Both forms allow for the POA to either not be affected by the principal becoming incapacitated or incompetent or to begin its effect upon the principal becoming incapacitated or incompetent. That is, this (durable) POA either remains in effect or takes effect upon the principal’s incapacity due to illness or an accident. A non-durable POA expires if you become incapacitated.
Do You Need a POA?
A durable power of attorney may be the most important instrument in your estate planning portfolio, including your will. The durable POA grants the person you appoint as your attorney-in-fact — your agent — to carry out your financial and other affairs according to your wishes if you become incapacitated.

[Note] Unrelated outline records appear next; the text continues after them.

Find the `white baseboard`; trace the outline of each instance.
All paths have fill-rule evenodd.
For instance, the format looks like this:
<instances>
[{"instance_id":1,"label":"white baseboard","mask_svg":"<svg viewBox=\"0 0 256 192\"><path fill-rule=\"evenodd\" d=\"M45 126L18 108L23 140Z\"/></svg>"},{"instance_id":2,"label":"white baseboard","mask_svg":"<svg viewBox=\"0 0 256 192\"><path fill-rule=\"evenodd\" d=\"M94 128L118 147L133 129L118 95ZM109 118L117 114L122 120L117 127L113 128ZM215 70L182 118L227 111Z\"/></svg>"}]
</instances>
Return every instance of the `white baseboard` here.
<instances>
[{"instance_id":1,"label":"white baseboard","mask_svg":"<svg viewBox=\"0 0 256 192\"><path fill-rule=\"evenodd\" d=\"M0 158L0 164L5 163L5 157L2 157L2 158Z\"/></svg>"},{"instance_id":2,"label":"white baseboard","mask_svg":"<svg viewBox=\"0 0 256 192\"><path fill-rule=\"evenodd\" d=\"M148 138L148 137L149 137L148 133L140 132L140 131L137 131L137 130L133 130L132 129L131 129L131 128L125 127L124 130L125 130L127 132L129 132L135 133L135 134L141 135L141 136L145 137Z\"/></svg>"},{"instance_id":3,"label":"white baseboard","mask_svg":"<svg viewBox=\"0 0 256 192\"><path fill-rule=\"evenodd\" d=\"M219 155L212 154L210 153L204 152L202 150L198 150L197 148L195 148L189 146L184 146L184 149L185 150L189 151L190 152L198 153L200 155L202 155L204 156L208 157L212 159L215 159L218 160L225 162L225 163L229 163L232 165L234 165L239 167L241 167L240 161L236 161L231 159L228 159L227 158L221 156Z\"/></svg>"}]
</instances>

You can see, then, that the person you appoint to be your attorney-in-fact needs to be someone you trust to make decisions in your best interest and according to your wishes. You can also list a primary option for your attorney-in-fact and any number of back-ups you want in case the primary option is unwilling or unable to act.
Any attorney-in-fact or agent acting on your behalf must keep complete records of all transactions.
They can handle transactions on your behalf such as:
- Purchasing and selling property
- Handling bank accounts, bills, and investments
- Filing tax returns
- Applying for government benefits
If you become incapacitated and can no longer manage your affairs, and you do not have a durable POA, your loved ones may be forced to petition the court for a conservatorship, which is expensive and time-consuming. But remember, if you are mentally competent, you can revoke or change your POA at any time.